Il problema è il moltiplicarsi degli apparecchi collegati alla rete. Dalle lampadine intelligenti alle strisce led di luci per il relax, dalle prese smart alle webcam di sicurezza, dalle serrature elettroniche ai robot per pulire i pavimenti di casa, ci sono decine e decine di possibili “bersagli” che possono essere attaccati e compromessi. Bersagli mobili, oltretutto, perché dotati di firmware e sistemi operativi in costante aggiornamento da remoto, che una versione dopo l’altra possono chiudere delle “falle” di sicurezza ma anche aprirne altre.

“Quando abbiamo verificato che una serie di apparecchi non era sicura – dice Buccafurri – abbiamo fatto una “divulgazione responsabile”, come si dice nel settore, informando le aziende coinvolte”. Ma è solo la punta dell’iceberg, perché gli apparecchi sono letteralmente decine di migliaia, impossibile analizzarli e tantomeno metterli tutti in sicurezza. “La compliance andrebbe fatta in continuazione, senza mai fermarsi”, dice Buccafurri.

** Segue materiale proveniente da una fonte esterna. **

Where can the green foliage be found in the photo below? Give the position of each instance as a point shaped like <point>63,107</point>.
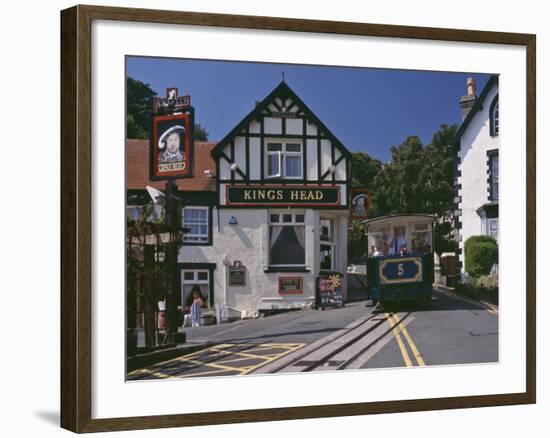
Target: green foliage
<point>417,179</point>
<point>139,101</point>
<point>139,97</point>
<point>480,253</point>
<point>488,282</point>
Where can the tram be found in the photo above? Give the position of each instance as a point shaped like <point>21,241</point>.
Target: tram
<point>400,257</point>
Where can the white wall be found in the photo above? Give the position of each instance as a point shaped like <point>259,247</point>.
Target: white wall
<point>247,241</point>
<point>475,143</point>
<point>31,386</point>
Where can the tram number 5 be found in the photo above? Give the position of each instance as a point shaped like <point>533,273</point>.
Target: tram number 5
<point>400,270</point>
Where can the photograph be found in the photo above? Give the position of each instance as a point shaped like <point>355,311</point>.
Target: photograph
<point>287,218</point>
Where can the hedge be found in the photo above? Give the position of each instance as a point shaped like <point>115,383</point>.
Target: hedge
<point>480,253</point>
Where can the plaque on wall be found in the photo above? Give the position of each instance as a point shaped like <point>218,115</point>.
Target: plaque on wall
<point>237,274</point>
<point>291,285</point>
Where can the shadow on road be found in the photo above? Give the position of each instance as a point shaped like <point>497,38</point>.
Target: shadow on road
<point>282,334</point>
<point>440,303</point>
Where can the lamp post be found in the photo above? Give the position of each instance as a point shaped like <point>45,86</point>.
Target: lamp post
<point>173,206</point>
<point>173,241</point>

Attacco “replay” alla rete di casa
Il modello di attacco analizzato non passa da internet, invece coinvolge lo scenario della rete locale: l’utente è in casa e si connette tramite una app sul telefonino ai dispositivi. Non c’è un passaggio dall’esterno, ma se un apparecchio è stato “trovato” sulla rete e compromesso l’attaccante può fare una serie di operazioni anche molto gravi: può effettuare un attacco “replay” ai dispositivi sensibili a questo tipo di strategia, cioè “ascoltare” l’attività dell’utente, registrarla per poi ripeterla.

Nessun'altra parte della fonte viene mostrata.